If he hadn’t stressed the word friend, I probably wouldn’t have agreed. But by saying the way he had, it triggered a reaction inside me that lowered my defenses and brought loyalty to the front.

“Yes.”

“Do you think if he’d been in your shoes, Cooper would be kicking himself like you still are?”

“Absolutely. He’d be wondering what he could’ve done differently, and doing what I’m doing and analyzing every movement I made before and during the storm.”

“No, Elijah. Analysis is different from emotion, you’re pitting technicalities against reason. Coop was reasonable, and he was level-headed. Given all of that, would he be kicking himself like you are? And by that, I mean holding himself to blame like a cold-blooded murderer.”

Fuck.

He was right—actions versus sense and reason.

“No,” I admitted begrudgingly. “He’d want to go back and do things differently, even plan out how he’d have done it. But he wouldn’t be looking at himself like a cold-blooded murderer.”

“Right, I didn’t think so.” There was a brief pause, and I focused on Dobby so I didn’t have to acknowledge the burning in my eyes. “Next question: how many times do you need to fight someone and feel the pain when they hit you until you feel like you’ve been punished enough?”

I swear, hearing those words made the world stop turning, and all noise disappear from it. Not just because Samson knew I’d been fighting, but also because he was right. I’d been fighting and thinking I was working out stress and tension, but now I realized I’d been trying to get punished for what’d happened.

“You still with me, E.T.?”

Licking my lips, I stared blindly at a photo of Sadie with her brother. I didn’t need to see it because I’d already memorized every detail, including the street sign behind her with The Glade written on it—the street she’d lived on in England.

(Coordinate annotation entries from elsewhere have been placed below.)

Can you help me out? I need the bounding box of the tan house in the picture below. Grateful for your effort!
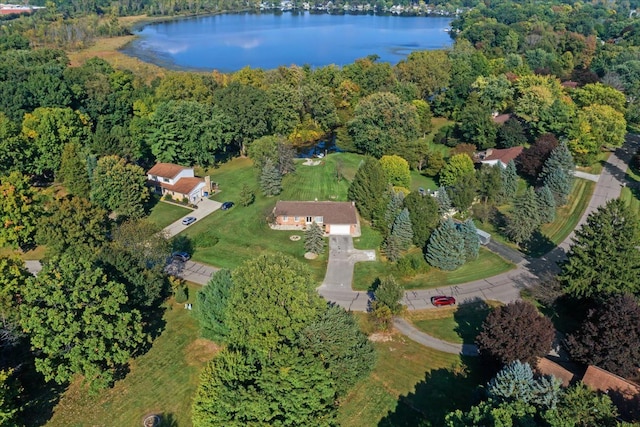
[273,201,360,236]
[147,163,211,204]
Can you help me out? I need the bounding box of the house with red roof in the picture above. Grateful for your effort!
[147,163,211,204]
[476,146,524,168]
[272,201,360,236]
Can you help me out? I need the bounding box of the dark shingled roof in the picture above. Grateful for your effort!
[147,178,204,194]
[273,201,358,224]
[147,163,189,179]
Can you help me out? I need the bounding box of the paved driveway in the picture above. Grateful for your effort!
[163,199,222,238]
[318,236,376,311]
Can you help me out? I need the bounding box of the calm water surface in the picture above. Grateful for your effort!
[124,13,452,72]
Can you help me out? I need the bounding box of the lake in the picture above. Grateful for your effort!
[123,13,452,72]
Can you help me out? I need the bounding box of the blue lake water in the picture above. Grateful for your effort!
[123,13,452,72]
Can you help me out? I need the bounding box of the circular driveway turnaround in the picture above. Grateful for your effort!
[318,135,640,318]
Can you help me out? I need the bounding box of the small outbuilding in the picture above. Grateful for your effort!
[273,201,360,236]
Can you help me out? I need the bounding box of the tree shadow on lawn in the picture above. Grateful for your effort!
[453,297,491,344]
[378,356,488,427]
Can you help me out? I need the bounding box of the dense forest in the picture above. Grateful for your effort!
[0,0,640,426]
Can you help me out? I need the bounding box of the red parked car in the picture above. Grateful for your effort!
[431,295,456,307]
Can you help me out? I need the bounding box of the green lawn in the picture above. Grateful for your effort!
[407,301,500,344]
[338,315,485,427]
[148,200,191,229]
[353,248,515,290]
[47,287,212,427]
[528,179,596,257]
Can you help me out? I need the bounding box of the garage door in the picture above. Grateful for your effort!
[329,224,351,234]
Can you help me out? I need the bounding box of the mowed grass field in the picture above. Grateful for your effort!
[353,248,515,291]
[338,314,485,427]
[406,301,500,344]
[46,287,218,427]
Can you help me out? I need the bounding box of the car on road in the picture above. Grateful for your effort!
[171,252,191,262]
[182,216,197,225]
[431,295,456,307]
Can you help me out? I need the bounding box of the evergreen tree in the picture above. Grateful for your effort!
[537,185,556,224]
[382,234,402,262]
[506,187,540,244]
[404,191,440,249]
[240,183,256,207]
[425,219,465,270]
[194,269,233,344]
[381,189,404,233]
[304,221,324,255]
[260,159,282,196]
[58,143,91,197]
[391,208,413,250]
[436,187,452,216]
[559,200,640,298]
[459,219,480,261]
[542,168,571,206]
[347,157,387,221]
[502,160,518,200]
[487,360,562,409]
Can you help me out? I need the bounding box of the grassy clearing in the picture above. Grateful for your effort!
[407,301,500,344]
[184,153,362,281]
[47,287,217,427]
[338,315,484,427]
[527,179,596,257]
[353,248,515,290]
[147,200,191,228]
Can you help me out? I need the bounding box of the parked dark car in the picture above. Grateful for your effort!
[171,252,191,262]
[431,295,456,307]
[182,216,197,225]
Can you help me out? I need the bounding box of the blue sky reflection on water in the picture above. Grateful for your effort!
[124,13,452,72]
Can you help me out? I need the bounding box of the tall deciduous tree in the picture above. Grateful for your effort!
[567,294,640,377]
[347,157,387,221]
[425,219,465,270]
[0,172,40,248]
[194,269,233,343]
[260,159,282,196]
[438,154,474,186]
[560,200,640,298]
[298,305,376,397]
[36,197,108,256]
[476,301,555,365]
[20,254,148,389]
[380,155,411,188]
[373,276,404,314]
[348,92,419,157]
[91,156,149,218]
[58,143,91,197]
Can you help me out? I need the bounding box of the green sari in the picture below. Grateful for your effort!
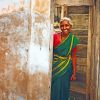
[51,33,79,100]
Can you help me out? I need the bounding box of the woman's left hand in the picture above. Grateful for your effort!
[71,74,76,81]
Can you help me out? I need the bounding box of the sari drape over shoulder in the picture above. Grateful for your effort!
[51,33,79,100]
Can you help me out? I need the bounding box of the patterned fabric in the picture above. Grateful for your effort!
[51,33,79,100]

“Yeah,” I rasped. “I didn’t… fuck!”

“Yeah,” Samson repeated, “you didn’t know that you were looking for punishment. But the problem is, pal, you’re not going to find it like that. The bigger problem is, you’re looking for something you’re never going to feel because you know deep down that you don’t need punishing.”

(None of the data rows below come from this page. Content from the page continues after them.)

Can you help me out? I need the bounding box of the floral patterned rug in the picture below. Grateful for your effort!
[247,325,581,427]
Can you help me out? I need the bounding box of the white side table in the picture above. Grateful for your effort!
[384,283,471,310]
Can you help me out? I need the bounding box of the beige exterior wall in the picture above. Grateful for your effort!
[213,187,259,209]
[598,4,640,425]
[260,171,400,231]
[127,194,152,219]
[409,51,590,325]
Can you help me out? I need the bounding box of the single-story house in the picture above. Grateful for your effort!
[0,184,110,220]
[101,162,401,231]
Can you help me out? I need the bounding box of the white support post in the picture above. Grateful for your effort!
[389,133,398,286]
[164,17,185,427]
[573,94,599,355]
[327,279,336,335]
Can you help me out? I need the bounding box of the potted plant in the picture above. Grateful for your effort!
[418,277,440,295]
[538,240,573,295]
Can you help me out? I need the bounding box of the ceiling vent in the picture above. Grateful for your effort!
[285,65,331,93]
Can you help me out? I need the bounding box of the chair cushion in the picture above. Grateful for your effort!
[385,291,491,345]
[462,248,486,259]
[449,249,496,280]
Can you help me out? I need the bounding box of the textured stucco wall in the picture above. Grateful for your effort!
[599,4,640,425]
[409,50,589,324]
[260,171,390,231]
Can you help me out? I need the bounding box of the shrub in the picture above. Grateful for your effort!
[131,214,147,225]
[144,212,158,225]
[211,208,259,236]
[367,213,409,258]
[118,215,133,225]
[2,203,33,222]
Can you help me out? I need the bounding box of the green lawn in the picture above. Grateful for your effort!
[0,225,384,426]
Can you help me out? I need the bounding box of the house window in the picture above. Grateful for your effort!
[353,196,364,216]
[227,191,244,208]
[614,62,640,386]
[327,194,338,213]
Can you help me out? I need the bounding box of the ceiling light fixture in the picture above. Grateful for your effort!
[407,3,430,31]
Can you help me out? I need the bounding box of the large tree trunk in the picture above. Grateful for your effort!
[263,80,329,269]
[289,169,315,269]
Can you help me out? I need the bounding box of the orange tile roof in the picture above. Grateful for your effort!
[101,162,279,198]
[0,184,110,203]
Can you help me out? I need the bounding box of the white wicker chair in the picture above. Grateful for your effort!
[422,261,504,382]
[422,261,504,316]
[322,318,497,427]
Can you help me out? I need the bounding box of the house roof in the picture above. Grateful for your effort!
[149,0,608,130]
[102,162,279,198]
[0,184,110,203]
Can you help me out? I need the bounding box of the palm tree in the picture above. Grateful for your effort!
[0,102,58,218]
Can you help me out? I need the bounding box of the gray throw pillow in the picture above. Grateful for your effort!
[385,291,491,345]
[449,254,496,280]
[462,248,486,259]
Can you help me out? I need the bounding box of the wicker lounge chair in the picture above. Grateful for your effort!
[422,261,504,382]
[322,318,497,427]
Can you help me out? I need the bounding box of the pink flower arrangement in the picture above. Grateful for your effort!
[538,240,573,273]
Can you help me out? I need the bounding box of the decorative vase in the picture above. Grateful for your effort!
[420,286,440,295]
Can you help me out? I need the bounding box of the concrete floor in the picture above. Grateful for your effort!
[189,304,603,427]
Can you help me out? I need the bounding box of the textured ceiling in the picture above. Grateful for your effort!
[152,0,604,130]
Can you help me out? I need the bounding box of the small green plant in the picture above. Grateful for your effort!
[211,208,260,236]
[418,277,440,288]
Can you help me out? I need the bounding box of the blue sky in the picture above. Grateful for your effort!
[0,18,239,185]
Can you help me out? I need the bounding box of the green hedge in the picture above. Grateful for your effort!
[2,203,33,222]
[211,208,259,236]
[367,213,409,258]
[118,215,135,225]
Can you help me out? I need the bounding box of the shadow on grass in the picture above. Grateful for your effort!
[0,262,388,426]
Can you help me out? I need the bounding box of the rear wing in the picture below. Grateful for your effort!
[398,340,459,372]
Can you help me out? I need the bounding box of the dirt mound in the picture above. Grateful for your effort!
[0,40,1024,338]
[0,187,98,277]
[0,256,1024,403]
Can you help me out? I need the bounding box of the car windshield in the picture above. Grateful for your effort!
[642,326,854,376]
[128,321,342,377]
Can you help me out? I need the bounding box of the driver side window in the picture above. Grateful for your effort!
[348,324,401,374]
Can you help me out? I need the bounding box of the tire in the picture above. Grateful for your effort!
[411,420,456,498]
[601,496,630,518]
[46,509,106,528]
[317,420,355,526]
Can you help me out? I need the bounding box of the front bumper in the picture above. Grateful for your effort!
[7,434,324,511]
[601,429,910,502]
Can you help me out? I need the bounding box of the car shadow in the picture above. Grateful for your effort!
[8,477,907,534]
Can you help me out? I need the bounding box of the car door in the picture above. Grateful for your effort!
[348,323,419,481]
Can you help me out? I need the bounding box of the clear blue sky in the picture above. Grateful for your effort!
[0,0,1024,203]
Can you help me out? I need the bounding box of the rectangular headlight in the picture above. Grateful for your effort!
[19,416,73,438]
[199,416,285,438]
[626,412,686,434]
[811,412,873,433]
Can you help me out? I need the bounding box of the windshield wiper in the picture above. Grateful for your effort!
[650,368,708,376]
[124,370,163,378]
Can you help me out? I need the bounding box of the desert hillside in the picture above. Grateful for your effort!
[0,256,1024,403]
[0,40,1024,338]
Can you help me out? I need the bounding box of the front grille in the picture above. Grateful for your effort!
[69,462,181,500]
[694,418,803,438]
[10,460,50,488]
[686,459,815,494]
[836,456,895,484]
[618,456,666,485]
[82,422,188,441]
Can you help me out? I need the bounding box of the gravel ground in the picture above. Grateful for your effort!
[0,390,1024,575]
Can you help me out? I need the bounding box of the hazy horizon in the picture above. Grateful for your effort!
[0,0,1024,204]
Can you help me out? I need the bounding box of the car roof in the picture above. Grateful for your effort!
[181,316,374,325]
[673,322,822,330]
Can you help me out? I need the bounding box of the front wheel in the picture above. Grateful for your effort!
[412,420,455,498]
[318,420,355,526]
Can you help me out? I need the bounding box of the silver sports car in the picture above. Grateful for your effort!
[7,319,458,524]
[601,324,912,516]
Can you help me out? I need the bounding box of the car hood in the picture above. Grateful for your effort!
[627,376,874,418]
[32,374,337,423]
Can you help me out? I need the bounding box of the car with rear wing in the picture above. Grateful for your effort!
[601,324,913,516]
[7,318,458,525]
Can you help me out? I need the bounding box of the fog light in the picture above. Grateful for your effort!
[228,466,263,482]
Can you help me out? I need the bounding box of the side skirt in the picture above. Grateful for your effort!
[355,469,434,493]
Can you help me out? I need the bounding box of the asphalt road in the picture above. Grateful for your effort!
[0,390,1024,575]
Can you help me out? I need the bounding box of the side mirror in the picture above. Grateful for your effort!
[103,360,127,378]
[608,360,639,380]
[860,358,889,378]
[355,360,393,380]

Groaning, I hung my head and grabbed a fistful of hair. A part of me deep inside agreed with what he was saying, but a more significant part of me needed to blame someone—me. “It was my job to save him.”

“It was your job to save people who could be saved, Elijah, not the ones who’ve died. I’m not a deeply spiritual man, I’ve never been one, but even I believe that everyone on earth has a time they’re meant to be here for. That time can be short, it can be long. The ending can be peaceful, or it could be a God damn Greek tragedy. We never know when that time’s going to hit us, so we have to live life to the max so we don’t leave behind an empty legacy.”